We retrospectively evaluated all patients admitted to the Medical Intensive Care Unit at a tertiary hospital and received acetylcysteine between June 2009 and December 2014. Of the 303 patients meeting these criteria, 139 of these patients received acetylcysteine for APAP overdose. Of these patients, 138 had Model for End-Stage Liver Disease (MELD) Scores on Day 1 of admission. Using a modified MELD (m-MELD) score, only containing total bilirubin and international normalized ratio not the SCr, the median m-MELD score was calculated. Patients with m-MELD scores below the median were compared to those with scores above the median (low m-MELD score <2.9 or high m-MELD score >2.9).

Results:

Baseline demographics were similar in the two groups with the exception of more hypertension in the low m-MELD group (24 vs 7%; P= .02).

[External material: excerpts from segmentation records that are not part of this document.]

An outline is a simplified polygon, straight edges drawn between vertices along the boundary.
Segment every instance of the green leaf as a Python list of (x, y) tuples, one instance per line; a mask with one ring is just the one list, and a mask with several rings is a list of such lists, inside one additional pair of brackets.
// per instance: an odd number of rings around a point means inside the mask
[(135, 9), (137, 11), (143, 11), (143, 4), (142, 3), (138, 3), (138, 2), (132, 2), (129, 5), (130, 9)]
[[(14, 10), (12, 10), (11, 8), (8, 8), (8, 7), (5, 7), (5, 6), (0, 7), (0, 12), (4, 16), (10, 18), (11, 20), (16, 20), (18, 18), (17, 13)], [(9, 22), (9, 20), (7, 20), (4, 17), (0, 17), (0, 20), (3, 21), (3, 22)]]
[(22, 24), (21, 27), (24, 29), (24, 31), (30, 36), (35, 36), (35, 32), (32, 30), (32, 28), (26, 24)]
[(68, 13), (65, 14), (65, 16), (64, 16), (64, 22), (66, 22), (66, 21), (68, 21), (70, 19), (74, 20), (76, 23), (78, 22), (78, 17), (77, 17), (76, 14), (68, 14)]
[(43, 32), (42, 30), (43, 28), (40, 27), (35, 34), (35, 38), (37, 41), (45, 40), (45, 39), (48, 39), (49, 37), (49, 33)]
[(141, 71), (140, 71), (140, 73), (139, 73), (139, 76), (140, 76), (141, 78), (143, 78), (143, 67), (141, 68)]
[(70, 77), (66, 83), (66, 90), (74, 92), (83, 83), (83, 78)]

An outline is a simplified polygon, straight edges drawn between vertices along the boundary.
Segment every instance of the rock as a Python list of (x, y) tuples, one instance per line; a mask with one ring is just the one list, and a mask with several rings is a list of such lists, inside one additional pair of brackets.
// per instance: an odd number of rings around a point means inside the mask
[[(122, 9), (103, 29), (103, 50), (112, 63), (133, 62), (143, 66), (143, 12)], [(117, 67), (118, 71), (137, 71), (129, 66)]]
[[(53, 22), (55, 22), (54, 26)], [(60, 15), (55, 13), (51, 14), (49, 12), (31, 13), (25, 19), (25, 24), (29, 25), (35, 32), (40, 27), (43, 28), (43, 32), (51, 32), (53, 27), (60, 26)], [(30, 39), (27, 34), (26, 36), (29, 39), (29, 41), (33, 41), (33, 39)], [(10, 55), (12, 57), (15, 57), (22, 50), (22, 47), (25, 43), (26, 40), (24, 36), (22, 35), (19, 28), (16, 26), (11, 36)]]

Time to admission was shorter in the low m-MELD group (7.9 ± 9.3 vs. 25.7 ± 29.2 hours; P= .001). The mean admission APAP level was 96.9 (±119) μg/mL in the low compared to 52.3 (±85.3) μg/mL in the high m-MELD group (P= .012). Day one SCr (1.2 ± 0.9 vs 2.7 ± 2.2 mg/dL; P< .0001) and change from baseline to highest SCr (0.2 ± 0.3 vs. 2.7 ± 3.3 mg/dL; P< .0001) were both lower in the low m-MELD group compared to the high m-MELD group. In addition, renal failure resolved upon discharge in all 2 patients (3%) with AKI in the low m-MELD group as compared to only 19 patients (44%) in the high m-MELD group.

Conclusions:

Mean day one SCr, maximum change in SCr, and lack of renal failure resolution were higher in patients with higher m-MELD scores. However, patients with low m-MELD scores presented much earlier than patients with high m-MELD scores and 26% developed AKI.